Перед проходной серым частоколом выстроились солдаты. Выцветшие шапки их одинаково выравнивались, только высверк штыка нарушал порой это тягостное однообразие. Губернатор в теплой папахе и тяжелой шинели на меху возвышался посередине свиты из армейских и жандармских офицеров, нервно хлопал по обшлагу снятой с другой руки перчаткой. Впереди их бледным пятном выделялось лицо Меерсона.

Мы стояли тесной кучкой у заготовок, на той же площадке между первым и вторым цехами, ожидая, когда подойдут товарищи из других мастерских. Вот уже с полчаса мастера убеждали их, что господин губернатор пошел на уступку и вывел солдат за ворота.
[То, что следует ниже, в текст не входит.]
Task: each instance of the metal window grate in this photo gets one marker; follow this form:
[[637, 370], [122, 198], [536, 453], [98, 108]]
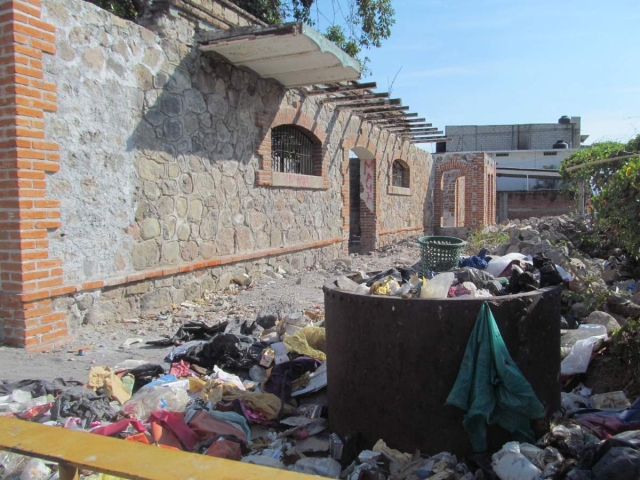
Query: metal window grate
[[291, 150], [400, 175]]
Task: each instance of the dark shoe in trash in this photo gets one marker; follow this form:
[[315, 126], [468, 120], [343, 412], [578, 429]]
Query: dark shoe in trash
[[549, 275]]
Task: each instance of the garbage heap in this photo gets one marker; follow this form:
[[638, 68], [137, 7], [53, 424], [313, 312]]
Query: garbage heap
[[253, 391]]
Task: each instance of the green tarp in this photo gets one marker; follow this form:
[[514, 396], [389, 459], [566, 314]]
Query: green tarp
[[491, 388]]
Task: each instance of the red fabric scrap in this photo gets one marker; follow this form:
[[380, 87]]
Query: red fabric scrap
[[181, 369], [119, 427]]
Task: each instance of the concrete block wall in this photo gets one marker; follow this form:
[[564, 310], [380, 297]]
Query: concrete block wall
[[136, 171], [536, 203], [540, 136]]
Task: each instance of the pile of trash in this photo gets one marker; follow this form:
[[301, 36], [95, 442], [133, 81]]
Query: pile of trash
[[480, 276]]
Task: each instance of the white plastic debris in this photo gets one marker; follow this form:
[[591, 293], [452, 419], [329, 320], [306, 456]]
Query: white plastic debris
[[509, 464], [578, 359]]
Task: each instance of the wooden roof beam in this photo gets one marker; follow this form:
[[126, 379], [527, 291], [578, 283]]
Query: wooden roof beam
[[371, 116], [351, 98], [429, 140], [410, 128], [343, 88], [364, 105]]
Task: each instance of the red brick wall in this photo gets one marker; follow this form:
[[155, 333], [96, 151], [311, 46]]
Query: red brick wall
[[28, 275], [479, 203]]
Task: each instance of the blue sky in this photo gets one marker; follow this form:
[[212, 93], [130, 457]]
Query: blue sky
[[516, 61]]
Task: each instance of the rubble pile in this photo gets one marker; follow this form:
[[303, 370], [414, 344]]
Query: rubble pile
[[250, 385]]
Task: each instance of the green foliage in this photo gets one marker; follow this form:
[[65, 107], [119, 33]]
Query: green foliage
[[127, 9], [614, 185], [365, 23], [592, 295], [479, 239]]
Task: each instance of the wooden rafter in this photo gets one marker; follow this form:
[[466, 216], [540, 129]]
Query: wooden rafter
[[352, 98], [377, 103], [429, 140], [343, 88]]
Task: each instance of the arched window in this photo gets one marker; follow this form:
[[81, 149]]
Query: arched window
[[400, 172], [292, 151]]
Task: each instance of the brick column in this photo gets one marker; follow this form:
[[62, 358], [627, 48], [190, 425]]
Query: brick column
[[28, 276]]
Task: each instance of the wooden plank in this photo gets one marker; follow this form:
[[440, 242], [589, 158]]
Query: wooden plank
[[426, 131], [343, 88], [67, 472], [598, 162], [351, 98], [411, 129], [384, 114], [365, 104], [124, 459], [429, 140]]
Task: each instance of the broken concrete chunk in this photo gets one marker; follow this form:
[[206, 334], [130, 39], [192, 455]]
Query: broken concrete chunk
[[603, 318]]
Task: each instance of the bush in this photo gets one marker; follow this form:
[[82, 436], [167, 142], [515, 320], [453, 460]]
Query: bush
[[614, 186]]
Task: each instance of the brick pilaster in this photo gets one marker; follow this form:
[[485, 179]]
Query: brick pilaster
[[26, 158]]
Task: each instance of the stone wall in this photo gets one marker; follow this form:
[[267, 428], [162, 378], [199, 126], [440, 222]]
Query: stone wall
[[163, 179]]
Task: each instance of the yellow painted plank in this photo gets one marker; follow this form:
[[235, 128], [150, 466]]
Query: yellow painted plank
[[125, 459]]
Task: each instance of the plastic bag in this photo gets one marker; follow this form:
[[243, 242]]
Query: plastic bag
[[578, 360], [310, 341], [324, 467], [498, 264], [438, 286], [509, 464], [149, 399]]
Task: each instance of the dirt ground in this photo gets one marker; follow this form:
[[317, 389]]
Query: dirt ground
[[104, 343]]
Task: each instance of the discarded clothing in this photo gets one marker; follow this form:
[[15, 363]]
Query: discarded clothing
[[119, 427], [207, 427], [242, 326], [181, 369], [190, 331], [145, 374], [266, 403], [549, 275], [282, 376], [225, 350], [38, 388], [606, 423], [84, 404], [223, 447], [491, 388], [310, 341], [174, 421], [523, 280], [104, 377]]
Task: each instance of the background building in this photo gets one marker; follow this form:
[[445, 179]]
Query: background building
[[527, 157]]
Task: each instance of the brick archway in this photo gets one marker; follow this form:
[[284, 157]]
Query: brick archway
[[292, 116], [478, 191], [366, 150]]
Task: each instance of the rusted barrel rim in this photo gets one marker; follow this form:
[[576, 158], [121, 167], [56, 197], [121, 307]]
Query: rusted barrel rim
[[331, 287]]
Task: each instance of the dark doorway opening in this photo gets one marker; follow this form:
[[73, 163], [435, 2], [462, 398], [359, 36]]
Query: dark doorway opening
[[355, 231]]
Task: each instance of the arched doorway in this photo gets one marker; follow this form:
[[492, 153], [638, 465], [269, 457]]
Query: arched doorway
[[362, 200]]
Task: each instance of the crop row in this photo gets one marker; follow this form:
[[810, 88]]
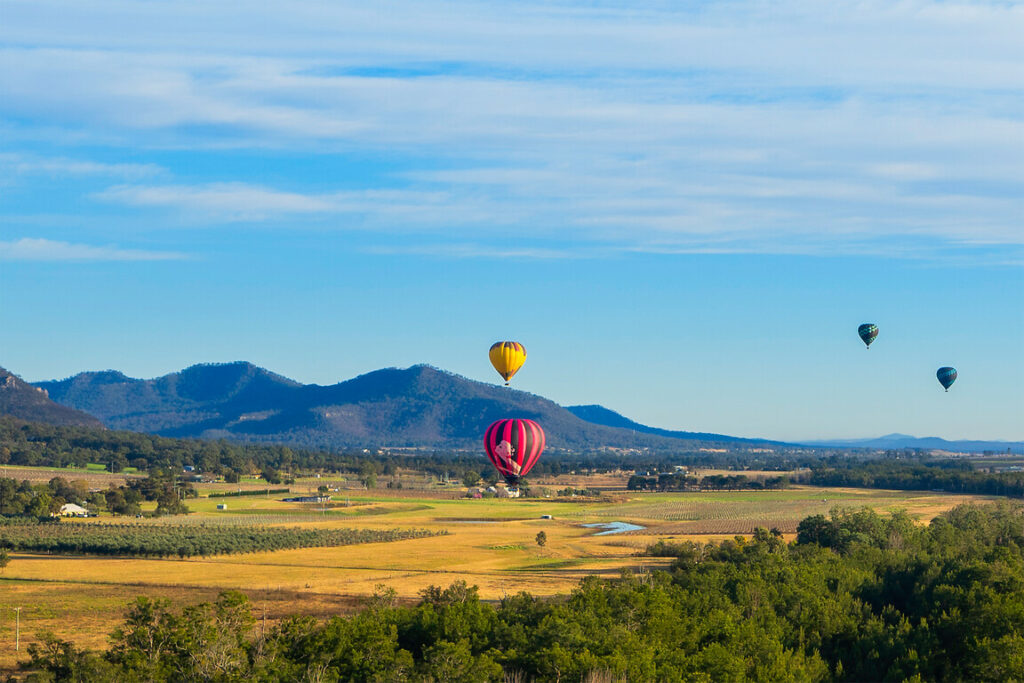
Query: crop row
[[182, 541]]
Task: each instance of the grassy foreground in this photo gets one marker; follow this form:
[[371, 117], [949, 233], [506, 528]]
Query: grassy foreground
[[489, 543]]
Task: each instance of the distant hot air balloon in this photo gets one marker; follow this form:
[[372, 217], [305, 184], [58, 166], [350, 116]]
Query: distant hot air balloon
[[867, 332], [513, 446], [507, 357], [946, 377]]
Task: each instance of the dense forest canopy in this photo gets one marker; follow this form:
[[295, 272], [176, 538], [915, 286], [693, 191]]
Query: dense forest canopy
[[857, 597]]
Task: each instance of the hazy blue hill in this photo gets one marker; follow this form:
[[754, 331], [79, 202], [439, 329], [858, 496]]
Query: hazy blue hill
[[898, 441], [602, 416], [23, 400], [413, 407]]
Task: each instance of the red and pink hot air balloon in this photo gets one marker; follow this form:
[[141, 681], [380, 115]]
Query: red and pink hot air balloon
[[513, 446]]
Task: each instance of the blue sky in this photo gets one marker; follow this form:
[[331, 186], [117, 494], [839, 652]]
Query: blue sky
[[682, 210]]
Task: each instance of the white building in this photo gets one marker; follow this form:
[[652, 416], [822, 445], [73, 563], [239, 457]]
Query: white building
[[72, 510]]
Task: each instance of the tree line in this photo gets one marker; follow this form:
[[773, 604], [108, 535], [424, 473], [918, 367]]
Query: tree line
[[919, 474], [856, 597]]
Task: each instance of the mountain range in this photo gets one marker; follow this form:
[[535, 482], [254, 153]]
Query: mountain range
[[420, 407], [23, 400], [899, 441]]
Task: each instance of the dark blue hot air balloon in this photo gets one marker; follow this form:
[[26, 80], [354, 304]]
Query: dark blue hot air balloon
[[946, 377], [867, 332]]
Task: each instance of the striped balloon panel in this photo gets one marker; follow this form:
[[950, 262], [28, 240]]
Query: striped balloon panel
[[867, 333], [507, 357], [513, 446]]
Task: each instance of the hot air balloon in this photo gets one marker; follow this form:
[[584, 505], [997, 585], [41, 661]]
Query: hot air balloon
[[513, 447], [867, 332], [507, 357], [946, 377]]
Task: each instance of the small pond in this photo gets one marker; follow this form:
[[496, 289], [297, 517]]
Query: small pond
[[613, 527]]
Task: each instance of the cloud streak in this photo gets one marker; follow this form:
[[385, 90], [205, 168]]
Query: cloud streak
[[719, 123], [36, 249]]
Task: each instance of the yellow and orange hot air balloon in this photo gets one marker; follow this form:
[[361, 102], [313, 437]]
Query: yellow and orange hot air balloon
[[507, 357]]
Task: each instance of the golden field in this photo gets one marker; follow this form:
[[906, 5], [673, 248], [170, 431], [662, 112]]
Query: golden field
[[489, 543]]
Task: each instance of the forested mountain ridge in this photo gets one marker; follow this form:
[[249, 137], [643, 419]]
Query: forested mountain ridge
[[890, 441], [413, 407], [23, 400]]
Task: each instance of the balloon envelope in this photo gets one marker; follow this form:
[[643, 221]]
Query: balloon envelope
[[946, 377], [507, 357], [867, 332], [513, 447]]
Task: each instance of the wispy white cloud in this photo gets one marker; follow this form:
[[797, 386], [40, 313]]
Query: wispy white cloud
[[62, 166], [762, 122], [227, 200], [35, 249]]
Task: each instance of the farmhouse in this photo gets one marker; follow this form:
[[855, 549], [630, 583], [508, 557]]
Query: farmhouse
[[72, 510]]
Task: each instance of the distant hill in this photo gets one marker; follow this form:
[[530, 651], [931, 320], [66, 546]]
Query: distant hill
[[414, 407], [897, 441], [23, 400], [599, 415]]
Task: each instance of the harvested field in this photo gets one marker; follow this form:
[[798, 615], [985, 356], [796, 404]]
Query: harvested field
[[84, 596]]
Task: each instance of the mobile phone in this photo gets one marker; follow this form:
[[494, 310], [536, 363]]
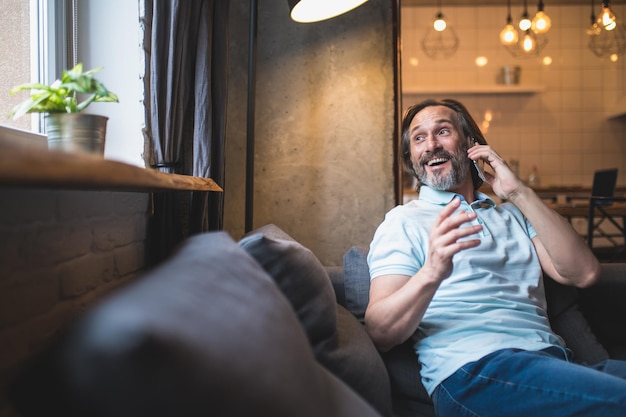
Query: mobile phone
[[478, 166]]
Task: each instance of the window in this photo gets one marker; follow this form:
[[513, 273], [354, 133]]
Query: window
[[40, 43]]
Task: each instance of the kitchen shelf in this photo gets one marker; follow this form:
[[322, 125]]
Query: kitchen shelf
[[474, 89]]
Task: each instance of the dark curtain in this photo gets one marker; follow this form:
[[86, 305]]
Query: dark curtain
[[187, 55]]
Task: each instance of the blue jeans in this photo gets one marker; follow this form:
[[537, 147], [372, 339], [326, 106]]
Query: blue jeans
[[514, 382]]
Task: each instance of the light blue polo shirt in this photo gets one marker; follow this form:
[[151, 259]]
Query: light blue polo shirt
[[494, 299]]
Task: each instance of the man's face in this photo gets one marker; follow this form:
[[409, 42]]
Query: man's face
[[438, 148]]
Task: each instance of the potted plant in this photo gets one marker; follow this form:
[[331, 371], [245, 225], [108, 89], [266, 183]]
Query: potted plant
[[63, 101]]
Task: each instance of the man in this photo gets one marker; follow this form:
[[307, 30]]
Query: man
[[462, 277]]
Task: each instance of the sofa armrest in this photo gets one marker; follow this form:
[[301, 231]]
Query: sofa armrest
[[604, 306]]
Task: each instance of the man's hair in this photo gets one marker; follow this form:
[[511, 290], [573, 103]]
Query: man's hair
[[467, 123]]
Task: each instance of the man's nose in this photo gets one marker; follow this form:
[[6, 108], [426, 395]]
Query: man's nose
[[431, 142]]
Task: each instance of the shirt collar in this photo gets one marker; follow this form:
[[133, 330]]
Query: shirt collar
[[444, 197]]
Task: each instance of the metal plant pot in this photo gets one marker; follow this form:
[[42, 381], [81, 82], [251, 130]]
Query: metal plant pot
[[76, 132]]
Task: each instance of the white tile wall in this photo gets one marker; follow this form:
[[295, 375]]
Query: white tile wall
[[564, 131]]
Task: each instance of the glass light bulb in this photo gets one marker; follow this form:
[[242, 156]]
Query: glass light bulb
[[525, 23], [508, 35], [541, 23], [440, 24], [593, 30], [607, 18], [528, 43]]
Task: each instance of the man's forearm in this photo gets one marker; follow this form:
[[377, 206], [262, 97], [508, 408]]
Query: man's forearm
[[570, 256]]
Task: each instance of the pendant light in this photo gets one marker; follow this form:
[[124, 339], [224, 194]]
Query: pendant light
[[528, 42], [307, 11], [440, 40], [607, 18], [606, 43], [508, 35], [525, 23], [440, 23], [541, 23], [594, 29]]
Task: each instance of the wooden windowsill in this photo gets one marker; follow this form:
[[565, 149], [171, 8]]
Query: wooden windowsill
[[25, 164]]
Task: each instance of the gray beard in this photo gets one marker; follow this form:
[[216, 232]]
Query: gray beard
[[439, 182]]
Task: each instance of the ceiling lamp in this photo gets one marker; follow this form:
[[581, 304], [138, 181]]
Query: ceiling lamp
[[508, 35], [525, 23], [307, 11], [594, 29], [440, 40], [609, 44], [528, 42], [440, 23], [607, 18], [541, 23]]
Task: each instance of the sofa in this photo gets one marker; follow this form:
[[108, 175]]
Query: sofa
[[260, 327]]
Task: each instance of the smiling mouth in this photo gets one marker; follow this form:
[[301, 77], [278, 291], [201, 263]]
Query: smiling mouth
[[436, 161]]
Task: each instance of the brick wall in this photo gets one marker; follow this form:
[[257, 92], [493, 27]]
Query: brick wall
[[59, 252]]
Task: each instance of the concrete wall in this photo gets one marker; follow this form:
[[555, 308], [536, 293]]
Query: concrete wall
[[324, 125], [60, 251]]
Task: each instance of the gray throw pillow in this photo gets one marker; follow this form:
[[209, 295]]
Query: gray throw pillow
[[357, 281], [206, 333], [339, 341]]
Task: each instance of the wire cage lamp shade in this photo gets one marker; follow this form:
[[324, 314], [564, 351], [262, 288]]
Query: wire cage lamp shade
[[307, 11]]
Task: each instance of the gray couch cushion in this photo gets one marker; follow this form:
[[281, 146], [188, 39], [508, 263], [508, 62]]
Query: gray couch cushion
[[301, 278], [206, 333], [339, 341], [568, 322], [357, 281], [401, 362]]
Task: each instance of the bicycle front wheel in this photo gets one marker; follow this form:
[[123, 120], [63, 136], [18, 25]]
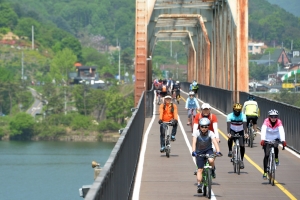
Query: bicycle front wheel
[[208, 188], [273, 170], [238, 160]]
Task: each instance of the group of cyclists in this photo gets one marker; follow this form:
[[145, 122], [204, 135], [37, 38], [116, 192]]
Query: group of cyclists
[[205, 130]]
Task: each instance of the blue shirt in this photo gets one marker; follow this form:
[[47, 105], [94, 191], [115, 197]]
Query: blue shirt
[[192, 103], [236, 122]]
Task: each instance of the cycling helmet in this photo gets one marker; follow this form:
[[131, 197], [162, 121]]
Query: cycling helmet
[[237, 107], [273, 112], [191, 93], [204, 121], [251, 97]]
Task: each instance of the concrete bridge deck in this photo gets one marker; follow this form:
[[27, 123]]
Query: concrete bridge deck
[[159, 177]]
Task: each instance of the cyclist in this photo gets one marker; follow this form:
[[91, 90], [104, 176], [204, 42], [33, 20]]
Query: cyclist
[[191, 103], [176, 87], [202, 144], [251, 110], [236, 123], [167, 112], [205, 113], [194, 87], [271, 129]]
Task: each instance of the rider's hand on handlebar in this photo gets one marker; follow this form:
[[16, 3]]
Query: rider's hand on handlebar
[[219, 154], [284, 143]]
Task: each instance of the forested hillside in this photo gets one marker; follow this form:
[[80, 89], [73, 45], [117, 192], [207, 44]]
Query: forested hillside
[[272, 24], [292, 6]]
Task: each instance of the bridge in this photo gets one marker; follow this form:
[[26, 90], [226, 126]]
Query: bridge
[[215, 36]]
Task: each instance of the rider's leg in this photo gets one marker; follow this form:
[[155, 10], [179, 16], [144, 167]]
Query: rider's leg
[[162, 136]]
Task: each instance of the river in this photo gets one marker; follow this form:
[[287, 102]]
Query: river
[[48, 170]]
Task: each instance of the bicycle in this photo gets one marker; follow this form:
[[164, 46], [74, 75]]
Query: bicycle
[[236, 154], [192, 118], [158, 100], [271, 161], [207, 174], [250, 138], [167, 130]]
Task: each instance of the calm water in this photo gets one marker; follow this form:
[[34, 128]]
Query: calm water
[[48, 170]]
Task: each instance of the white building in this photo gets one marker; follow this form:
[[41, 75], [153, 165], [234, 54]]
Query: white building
[[255, 48]]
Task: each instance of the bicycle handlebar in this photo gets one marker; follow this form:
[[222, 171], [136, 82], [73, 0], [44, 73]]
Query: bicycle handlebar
[[274, 142]]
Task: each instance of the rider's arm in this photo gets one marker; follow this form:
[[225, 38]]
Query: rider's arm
[[215, 127], [161, 111], [187, 103], [175, 112], [263, 132]]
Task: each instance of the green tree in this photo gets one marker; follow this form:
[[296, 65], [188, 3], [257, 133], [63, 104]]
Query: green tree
[[21, 126], [8, 17], [62, 64]]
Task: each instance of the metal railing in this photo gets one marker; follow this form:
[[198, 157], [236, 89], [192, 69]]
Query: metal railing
[[218, 98], [117, 176], [287, 113]]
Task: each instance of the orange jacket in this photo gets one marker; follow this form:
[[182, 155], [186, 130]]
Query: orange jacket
[[166, 115]]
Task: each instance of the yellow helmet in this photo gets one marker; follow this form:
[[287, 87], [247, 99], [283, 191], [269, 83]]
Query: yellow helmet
[[237, 107]]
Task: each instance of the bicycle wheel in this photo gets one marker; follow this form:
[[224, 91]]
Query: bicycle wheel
[[208, 188], [234, 159], [238, 160], [273, 170], [251, 138]]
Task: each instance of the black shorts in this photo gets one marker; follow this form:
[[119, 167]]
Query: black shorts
[[200, 160], [241, 139], [163, 94], [253, 118]]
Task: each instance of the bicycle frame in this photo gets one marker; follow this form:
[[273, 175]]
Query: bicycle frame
[[250, 134], [236, 154], [271, 161], [206, 175], [167, 129]]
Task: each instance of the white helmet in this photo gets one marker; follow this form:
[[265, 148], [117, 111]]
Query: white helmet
[[191, 93], [205, 106], [204, 121], [273, 112]]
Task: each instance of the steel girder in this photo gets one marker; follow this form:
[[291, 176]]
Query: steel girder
[[216, 44]]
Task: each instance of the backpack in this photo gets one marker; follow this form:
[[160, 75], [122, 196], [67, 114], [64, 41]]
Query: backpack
[[172, 107], [164, 88]]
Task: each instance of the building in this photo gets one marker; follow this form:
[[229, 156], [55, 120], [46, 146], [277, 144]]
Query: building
[[255, 48]]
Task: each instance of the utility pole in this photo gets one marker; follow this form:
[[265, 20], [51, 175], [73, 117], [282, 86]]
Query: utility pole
[[22, 66], [32, 39], [119, 64]]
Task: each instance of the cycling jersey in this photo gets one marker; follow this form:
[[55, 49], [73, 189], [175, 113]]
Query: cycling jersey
[[270, 133], [204, 142], [236, 122], [192, 103], [250, 108], [213, 123]]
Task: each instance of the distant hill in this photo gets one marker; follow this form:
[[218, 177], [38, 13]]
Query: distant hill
[[292, 6]]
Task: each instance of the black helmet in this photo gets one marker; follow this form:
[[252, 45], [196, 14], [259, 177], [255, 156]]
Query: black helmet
[[251, 97]]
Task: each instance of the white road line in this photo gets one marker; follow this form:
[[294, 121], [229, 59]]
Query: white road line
[[138, 178], [286, 148], [190, 149]]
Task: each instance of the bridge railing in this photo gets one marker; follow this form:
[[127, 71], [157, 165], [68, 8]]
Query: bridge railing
[[288, 114], [216, 97], [116, 178]]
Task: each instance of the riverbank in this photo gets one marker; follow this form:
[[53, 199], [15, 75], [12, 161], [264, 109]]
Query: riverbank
[[77, 137]]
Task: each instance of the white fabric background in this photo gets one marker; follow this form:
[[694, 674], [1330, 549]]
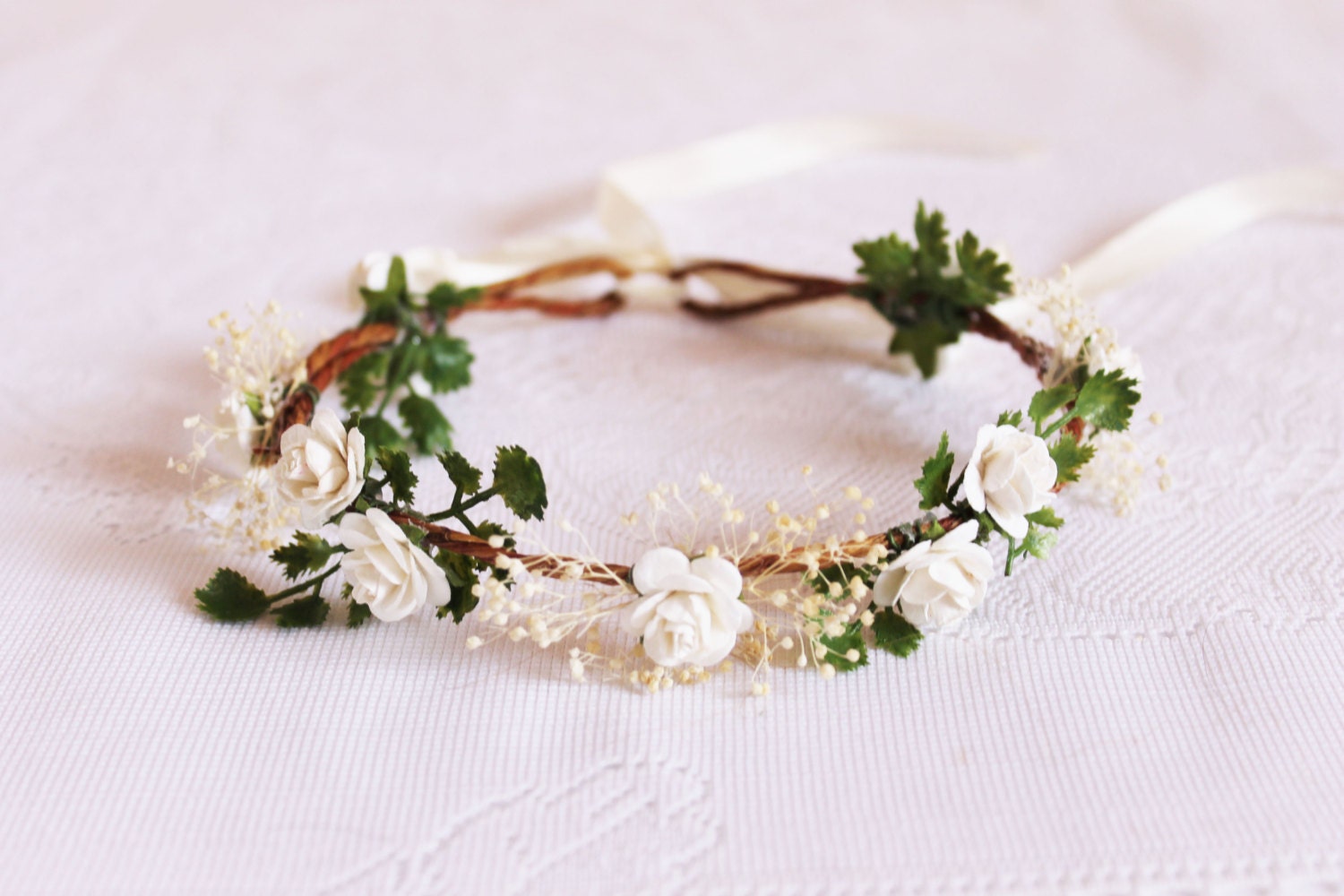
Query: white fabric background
[[1156, 708]]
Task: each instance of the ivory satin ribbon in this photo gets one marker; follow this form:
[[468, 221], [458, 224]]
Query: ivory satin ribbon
[[762, 152]]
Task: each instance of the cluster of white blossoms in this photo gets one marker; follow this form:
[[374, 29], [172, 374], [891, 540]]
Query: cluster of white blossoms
[[254, 362]]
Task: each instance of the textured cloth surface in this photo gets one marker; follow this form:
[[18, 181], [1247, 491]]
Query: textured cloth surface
[[1155, 708]]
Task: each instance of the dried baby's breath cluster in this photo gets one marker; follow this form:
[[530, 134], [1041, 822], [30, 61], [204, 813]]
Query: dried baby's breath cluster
[[255, 362], [781, 555]]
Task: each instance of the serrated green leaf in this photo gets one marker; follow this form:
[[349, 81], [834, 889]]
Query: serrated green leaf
[[306, 613], [1047, 517], [446, 363], [460, 471], [1107, 400], [519, 481], [1048, 401], [429, 429], [1070, 457], [932, 236], [984, 276], [922, 341], [839, 646], [379, 435], [894, 633], [357, 614], [306, 554], [401, 478], [935, 477], [230, 597], [362, 382], [887, 263]]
Рабочие выходили без охоты, словно ничего от этого митинга не ожидая, разглядывали начальство, закуривали. Запахло табаком, машинным маслом, окалиной — спокойными и сильными запахами цеховой среды.

На заготовках метался представитель каких-то городских заведений, расплодившихся возле солдатских дорог. В котелке, сдвинутом на затылок, и в теплой шубе с воротником шалью, он словно составлен был из двух разных частей: нарумяненное лицо продажной женщины с приклеенными для маскировки усиками и солидное, откормленное тело дельца. Ноги его скользили, он с трудом удерживался на высоте.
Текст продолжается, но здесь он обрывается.